Fragment A fragment is a group of words used as a sentence, but it is not a sentence. It either lacks a subject, a verb, or some other essential part to a sentence. That missing part makes it incomplete.
Examples #1- Milk all over the table. This phrase lacks a verb. To make it a proper sentence one might add spilled. “Milk spilled all over the table.” #2- When I walk to the store. This clause does not convey a complete thought. What happened when you took a walk? To correct add “When I walk to the store, I always pass my neighbors house.”
Furthermore Another way to correct a fragment is to combine the fragment into a previous sentence. Example: Bob asked, “Is that the Big Ben?” Pointing at the tall building in front of him. CORRECTION: Pointing at the tall building in front of him, Ben asked, “is that Big Ben?”
Take Away When checking for fragments: Look for a verb. Look for a subject. Look for subordinating conjunctions (when, while, because, etc.) or relative pronouns (who, which, that). Subordinating conjunctions are used to construct dependent adverbial clauses; relative pronouns are used to construct dependent adjectival clauses. If you suspect a passage is a fragment, the presence of these words will likely prove it is.

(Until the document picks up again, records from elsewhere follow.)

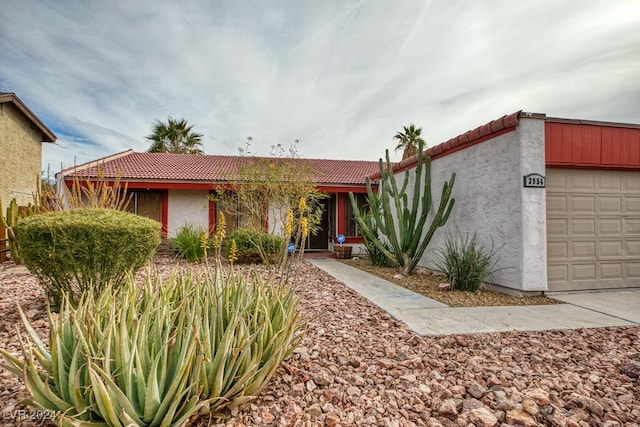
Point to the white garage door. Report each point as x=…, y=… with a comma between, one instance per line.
x=593, y=229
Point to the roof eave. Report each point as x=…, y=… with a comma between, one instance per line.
x=47, y=134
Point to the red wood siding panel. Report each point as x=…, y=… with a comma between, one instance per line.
x=588, y=145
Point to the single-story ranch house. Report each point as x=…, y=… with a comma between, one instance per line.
x=176, y=189
x=559, y=199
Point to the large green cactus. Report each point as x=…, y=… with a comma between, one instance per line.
x=403, y=226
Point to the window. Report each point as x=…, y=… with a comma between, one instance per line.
x=351, y=226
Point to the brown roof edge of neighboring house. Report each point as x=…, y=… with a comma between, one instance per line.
x=482, y=133
x=47, y=134
x=76, y=170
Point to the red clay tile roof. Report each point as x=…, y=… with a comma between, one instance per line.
x=468, y=138
x=132, y=166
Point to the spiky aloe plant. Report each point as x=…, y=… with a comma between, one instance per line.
x=154, y=359
x=396, y=221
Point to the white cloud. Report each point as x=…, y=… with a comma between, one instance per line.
x=340, y=76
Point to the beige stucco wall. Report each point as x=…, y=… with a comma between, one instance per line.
x=20, y=156
x=492, y=201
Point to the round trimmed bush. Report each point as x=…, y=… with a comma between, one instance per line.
x=85, y=249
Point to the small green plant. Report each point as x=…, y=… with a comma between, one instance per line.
x=464, y=262
x=15, y=213
x=85, y=249
x=188, y=243
x=254, y=246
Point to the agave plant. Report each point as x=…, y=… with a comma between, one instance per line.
x=157, y=356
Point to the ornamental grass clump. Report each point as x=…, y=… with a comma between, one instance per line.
x=194, y=343
x=254, y=246
x=464, y=262
x=85, y=249
x=188, y=243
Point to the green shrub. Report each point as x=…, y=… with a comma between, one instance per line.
x=376, y=256
x=85, y=249
x=188, y=243
x=464, y=262
x=255, y=246
x=190, y=343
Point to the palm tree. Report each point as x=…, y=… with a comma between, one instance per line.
x=175, y=137
x=409, y=140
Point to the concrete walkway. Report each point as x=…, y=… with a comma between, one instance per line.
x=429, y=317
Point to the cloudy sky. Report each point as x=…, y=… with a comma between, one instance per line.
x=341, y=76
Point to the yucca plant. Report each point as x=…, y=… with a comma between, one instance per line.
x=156, y=357
x=464, y=262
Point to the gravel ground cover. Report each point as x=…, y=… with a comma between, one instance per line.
x=424, y=282
x=359, y=366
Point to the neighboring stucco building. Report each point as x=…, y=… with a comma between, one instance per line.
x=21, y=138
x=558, y=198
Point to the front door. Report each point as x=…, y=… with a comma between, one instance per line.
x=320, y=242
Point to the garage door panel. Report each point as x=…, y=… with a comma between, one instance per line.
x=583, y=272
x=631, y=183
x=580, y=182
x=632, y=248
x=582, y=249
x=611, y=271
x=558, y=250
x=608, y=182
x=633, y=271
x=583, y=227
x=556, y=182
x=632, y=226
x=557, y=227
x=612, y=249
x=632, y=205
x=593, y=229
x=557, y=204
x=558, y=273
x=610, y=226
x=609, y=204
x=583, y=204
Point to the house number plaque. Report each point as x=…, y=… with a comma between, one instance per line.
x=534, y=180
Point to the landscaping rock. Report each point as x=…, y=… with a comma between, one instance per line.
x=357, y=365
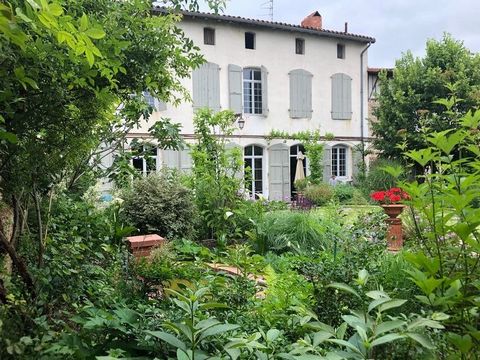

Comma Splices A comma splice is when two independent clauses are connected with only a comma. This comma is not enough: a period, semicolon, or conjunction is needed.
Examples The dog was lying in the hot sun for hours, he began to sweat and show signs of dehydration. Correction: The dog was lying in the hot sun for hours, and he began to sweat and show signs of dehydration (coordination conjunction added) Malcolm X was a very controversial leader in the sixties, many disagreed with his radical ideas. Correction: add semicolon
Take Away How to identify comma splices and fused sentences: Look for sentences which explain, expand an idea, or link an example to an idea. Often these are fused. Using pronouns like he, she, they, it, this, or that in the same sentence as the antecedent usually signals a fused sentence or comma splice. Look for conjunctive adverbs (however, furthermore, thus, therefore, etc.) and transitional expressions (for example, on the other hand) often signal fused sentences or comma splices.